Probably the things you’re talking about won’t be allowed in this case. European law is different from American and English copyright law, and is partially based on moral law. Moral law says the author/artist has the ultimate decision on what to do with his or her works, even if they don’t hold the copyright on it.

So, if someone publishes something anonymously, it’s against EU law to reveal their name against their will. And if the author doesn’t want their work published, you can’t publish it.

This only lasts for the life of the author, however.

Suzanne Lainson (profile) says:

Hard to push through

I was suggesting that if you wanted changes in copyright laws, it would be best to start with some specific uses that can be well-defined.

My guess is that if you actually started out with, “Once you post it, say it, or write it down, you lose control over it,” you’d find it very hard to get popular support, even among average people.
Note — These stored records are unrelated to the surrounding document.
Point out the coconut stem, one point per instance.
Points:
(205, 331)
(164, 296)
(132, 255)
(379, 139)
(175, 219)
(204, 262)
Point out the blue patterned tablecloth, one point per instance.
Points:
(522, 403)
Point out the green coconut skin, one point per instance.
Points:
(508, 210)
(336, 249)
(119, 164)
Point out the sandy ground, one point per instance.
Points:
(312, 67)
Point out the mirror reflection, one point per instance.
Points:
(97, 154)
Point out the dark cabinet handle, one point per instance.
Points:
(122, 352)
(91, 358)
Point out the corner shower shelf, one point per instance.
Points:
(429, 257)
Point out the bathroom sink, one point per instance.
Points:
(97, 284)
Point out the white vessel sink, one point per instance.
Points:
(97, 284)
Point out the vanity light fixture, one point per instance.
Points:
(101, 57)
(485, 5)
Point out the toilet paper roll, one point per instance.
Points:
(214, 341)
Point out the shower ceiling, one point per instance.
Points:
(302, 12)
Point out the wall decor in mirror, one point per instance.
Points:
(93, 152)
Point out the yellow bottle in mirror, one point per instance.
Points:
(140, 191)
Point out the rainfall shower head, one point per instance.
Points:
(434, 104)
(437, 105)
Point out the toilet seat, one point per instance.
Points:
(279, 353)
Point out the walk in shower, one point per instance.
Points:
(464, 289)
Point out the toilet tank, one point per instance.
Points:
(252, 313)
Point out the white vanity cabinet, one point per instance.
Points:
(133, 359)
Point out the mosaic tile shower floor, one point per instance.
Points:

It would be very easy to spin it this way: “Big companies and the government will come and take your ideas and make money from them and give you nothing.” I think the pro-copyright folks could generate a degree of paranoia in people similar to what has been done with any suggested changes in health care.

I’m just being pragmatic. Saying that once anyone else hears it or sees it, what you have said or created enters into public domain will not likely win you anti-copyright supporters, even if you think it’s better for society as a whole.

Anonymous Coward says:

Re: Hard to push through

“”Once you post it, say it, or write it down, you lose control over it,” you’d find it very hard to get popular support, even among average people.”

Even if I would find it hard for the average person to agree, which neither of us know if this is the case or not, I will not compromise what I believe just because others won’t agree. They can use reason, logic, and evidence to try and change what I believe, but merely disagreeing with me isn’t good enough. I will try and convince others with reason and logic regardless of how you think others think. I’ll let them decide what to think on their own.

Also, what I said was that if you write it down and you show it to someone under the agreement that they won’t redistribute it and they break that agreement, then you only get to sue that one person who initially broke that agreement for damages. Others who continue to redistribute it made no such agreement and shouldn’t be punished. It’s ridiculous to waste precious legal resources and privacy and property invasions, technology and free speech restrictions, and all the effort required to go after those who didn’t agree to such agreements and continue to redistribute a work.

Mike Linksvayer (profile) says:

evidence awaits discovery

Part of the problem we have with copyright laws today is that there is so little evidence on the actual impact of stronger or weaker copyright laws. It’s an area that needs more widespread experimentation with very different models (or no copyright at all) to see what really happens so that there is real evidence.

Amen, but I wonder if the seeming lack of evidence isn’t as much due to lack of looking by researchers as it is lack of policy diversity in the world.

Obvious places to look for the impact of different policies include different copyright lengths, exceptions, DMCA-like laws, levels of enforcement of all of these, and especially dates of implementation for each.

There’s been lots more policy variation over the ~300 year history of copyright, the impacts of which could be studied.

Public licenses have also introduced variation in levels of copyright restriction that ought be ripe for finding evidence.

Just be sure to evaluate costs as well as benefits — concentrated and diffuse.